Oh, what's the percentage of success with the weights? Uh, but, but better, you can push, you can push all these statistics to a database if you want to. So that's pretty easy to just push this, these YAML reports with what is the prompt case? What was the input prompt? What was the output prompt?
Did it succeed or fail? How much does it cost? How much did it cost to run? How long did it take to run and open ai? How many tokens did it use? So all these tokens are in a YAML report. You can put it in the database if you wanna do more complex analytics on it, but, uh, I think the, the C L I, you can write prompt, optimize report.
Pick an a, a YAML file as input. And ask, uh, for, which statistics you want out. And right now we'll just compile and tell you like, this test suite, ran better than, the success rate is higher than this other one. Um, I think there's more work to be done there. So right now, it pretty much just logs the, the into yaml.
Uh, but it could do more things like diffing to outputs, right? Maybe you run mm-hmm. This week for the prompt or with say, GPT four, GPT 3.5. Now you wanna say, give me examples where one succeeded and the other one failed and or vice versa to start understanding like, oh, it does much better at, this kind of tests and here's why.
Yeah. Well, it's, we see it all over social media, right? There's all these benchmarks on this model. Did this, it performed better than G P T on X amount of questions or whatever. But for most people that. Doesn't really mean anything because you want to test it out against your use case. So it's very much like what you're saying is, hey, we can basically give you your own benchmarks and then you can figure out what works for you.
Yeah. It's a methodology for you to create your own benchmark really, right? Mm-hmm. For the things that you're interested in. And, clearly, different people are building different products and are thinking of different ways to leverage ai, right? But this story is always similar where, um, so in our case, we want to help people do their own analysis of data and explore their data more on their own.
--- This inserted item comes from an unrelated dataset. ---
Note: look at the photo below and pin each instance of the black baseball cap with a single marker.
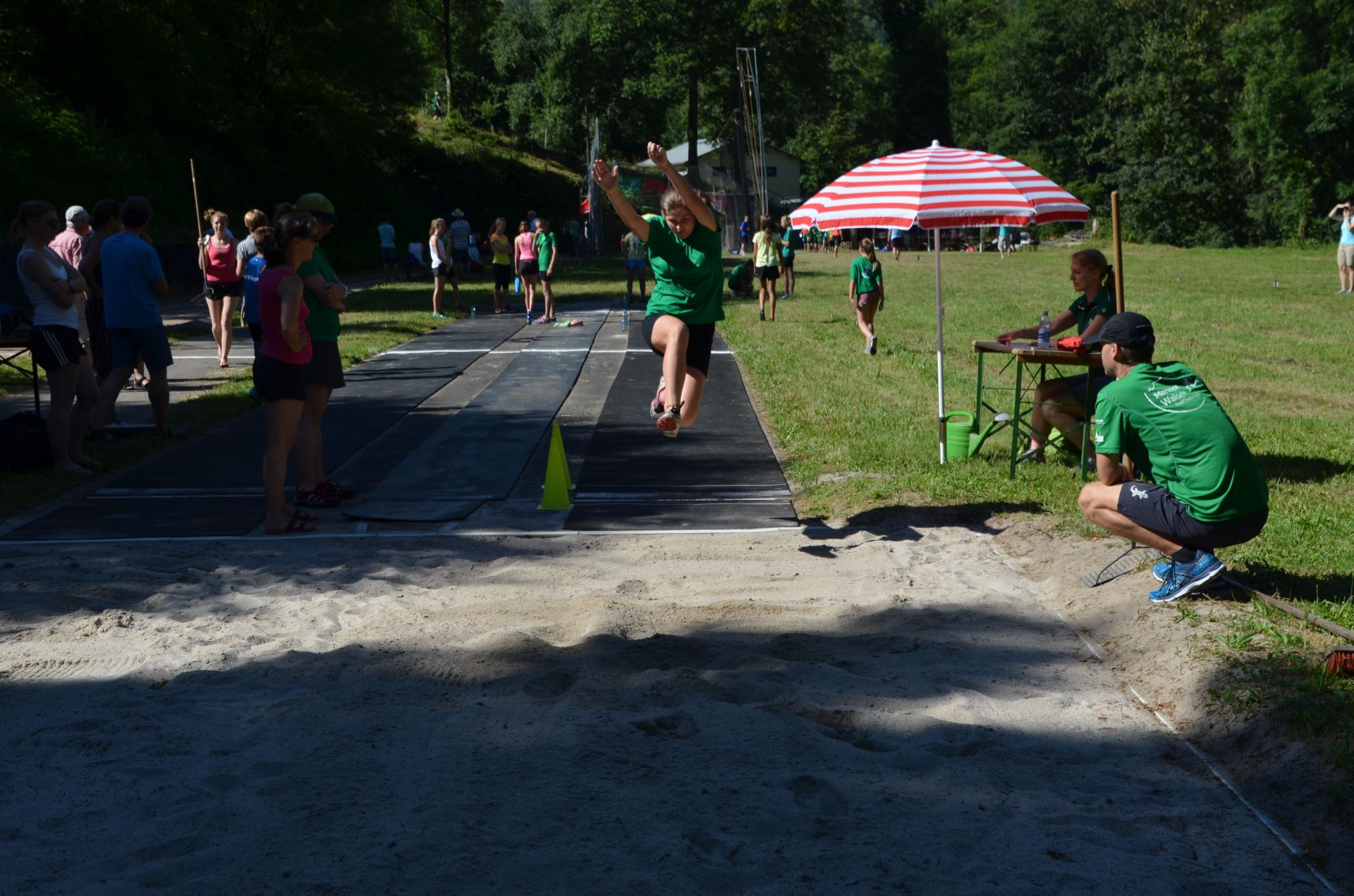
(1127, 329)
Um, so, so our use cases are around, generating queries and making sense of. Of data, but in general, you always have like, okay, my product has some context. In our case that's, that might be the database of the user and the database schema of the user. Um, and the user has a question. And if we take this user question what they want along with the context that's in our app, we can output something that is useful, the context of that app.
And, uh, I think for every screen in every product, there's potentially a place where AI can, can be leveraged. Mm-hmm. And uh, it's like the question is like, how do you evaluate how well it's doing? You definitely don't want to be shipping a product with an untested ai. You don't know whether it's gonna hallucinate things or make shit up or, just have bias to Yeah.
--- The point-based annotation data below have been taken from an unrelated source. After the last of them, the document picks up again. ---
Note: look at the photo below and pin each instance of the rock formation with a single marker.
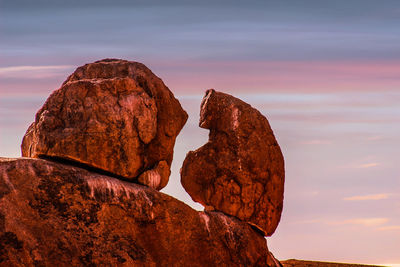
(112, 115)
(53, 214)
(240, 171)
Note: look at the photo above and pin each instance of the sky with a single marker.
(326, 74)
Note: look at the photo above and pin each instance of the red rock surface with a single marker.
(58, 215)
(240, 171)
(113, 115)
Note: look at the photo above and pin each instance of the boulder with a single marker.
(240, 171)
(53, 214)
(111, 115)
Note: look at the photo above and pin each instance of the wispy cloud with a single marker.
(34, 71)
(317, 142)
(389, 228)
(367, 165)
(367, 197)
(362, 221)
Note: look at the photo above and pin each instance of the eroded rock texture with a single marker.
(240, 171)
(58, 215)
(114, 115)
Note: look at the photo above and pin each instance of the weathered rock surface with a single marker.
(58, 215)
(240, 171)
(113, 115)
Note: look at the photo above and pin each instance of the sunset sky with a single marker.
(326, 74)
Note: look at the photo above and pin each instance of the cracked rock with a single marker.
(240, 171)
(112, 115)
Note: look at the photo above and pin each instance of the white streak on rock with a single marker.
(235, 118)
(6, 179)
(206, 219)
(107, 185)
(150, 178)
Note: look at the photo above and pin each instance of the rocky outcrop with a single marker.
(240, 171)
(112, 115)
(52, 214)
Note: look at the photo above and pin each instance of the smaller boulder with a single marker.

Or, or like to upgrade, like, Hey, let's upgrade to the new newest version of G P T. Maybe it performs better at certain things, but worse at others. You need to handle, if you're gonna ship product, you need a handle on every, every API that you use. And. This one API that we started using now that's in the lm, just has no structure.
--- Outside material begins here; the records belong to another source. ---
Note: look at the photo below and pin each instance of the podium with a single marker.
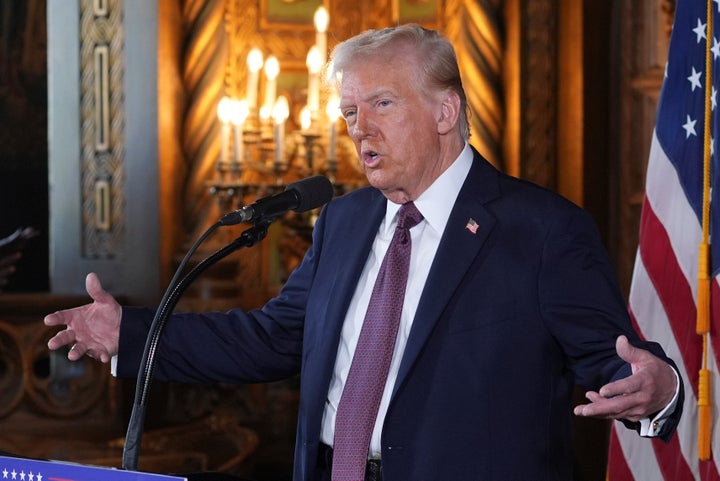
(23, 469)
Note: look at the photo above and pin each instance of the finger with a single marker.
(94, 288)
(62, 338)
(621, 387)
(77, 351)
(627, 352)
(54, 319)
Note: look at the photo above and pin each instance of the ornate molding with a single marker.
(102, 127)
(538, 99)
(475, 27)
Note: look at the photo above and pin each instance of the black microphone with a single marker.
(299, 196)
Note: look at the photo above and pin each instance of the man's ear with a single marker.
(449, 112)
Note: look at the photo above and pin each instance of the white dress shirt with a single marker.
(435, 205)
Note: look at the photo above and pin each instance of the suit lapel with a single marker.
(458, 249)
(349, 257)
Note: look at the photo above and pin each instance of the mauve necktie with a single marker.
(364, 386)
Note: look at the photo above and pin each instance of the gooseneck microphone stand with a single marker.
(175, 289)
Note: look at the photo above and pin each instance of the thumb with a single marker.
(627, 351)
(94, 288)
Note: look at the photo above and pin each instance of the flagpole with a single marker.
(703, 302)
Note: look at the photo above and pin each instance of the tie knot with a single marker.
(408, 216)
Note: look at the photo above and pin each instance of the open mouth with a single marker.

So like then maybe that's the way to put some structure and evaluation on top of it. Yeah, and it's funny too, uh, another thing from the product perspective, which people pointed out in this report that we did, it's, and I'm just bringing it up cuz I've literally been, my head has been buried in this data for the last three months.
And so I feel like I've come to some conclusions. They're probably completely biased, but you know, just reading the responses because I don't know anything about doing reports. I did not get that consultant training. I never went to McKinsey for my report writing skills and I left every single answer or the questions were all with open freeform text box because I didn't want to assume anything.
Since it's so new. I didn't wanna push anyone down any path. That made it really hard to try and write a report from because, you have to just go through all this data. There's no like clear, I can't create graphs or anything. There's not like, oh, people, 10% of the people chose this. And so, getting back a little bit of a tangent, uh, there, but getting back to this one thing that people were noting is that, yeah, I can add AI to my product, but at the end of the day, is this AI feature sufficiently going to add more value to the end user so that we can charge more and cover the cost of how much it costs us to implement this AI feature.
It's an uncharted territory in a lot of ways, right? Like, uh, so people are using your product in a certain way today. They're kind of trained to do that. Then you want to add a new, I don't know, set of tools and shortcuts that enable them to, to do much, much more work. Maybe work they wouldn't do otherwise, or Yeah.
Or things that they would, um, do somewhere else. Then you're assuming that this is gonna be useful, and how do you measure whether it's gonna be, I mean, it's, it's a tough one. I think the only way to know is to, add a feature flag in your product, bake it in, and then do some, uh, user interviews after to launch it and then, uh, beta, private beta, uh, and then look at and mix it.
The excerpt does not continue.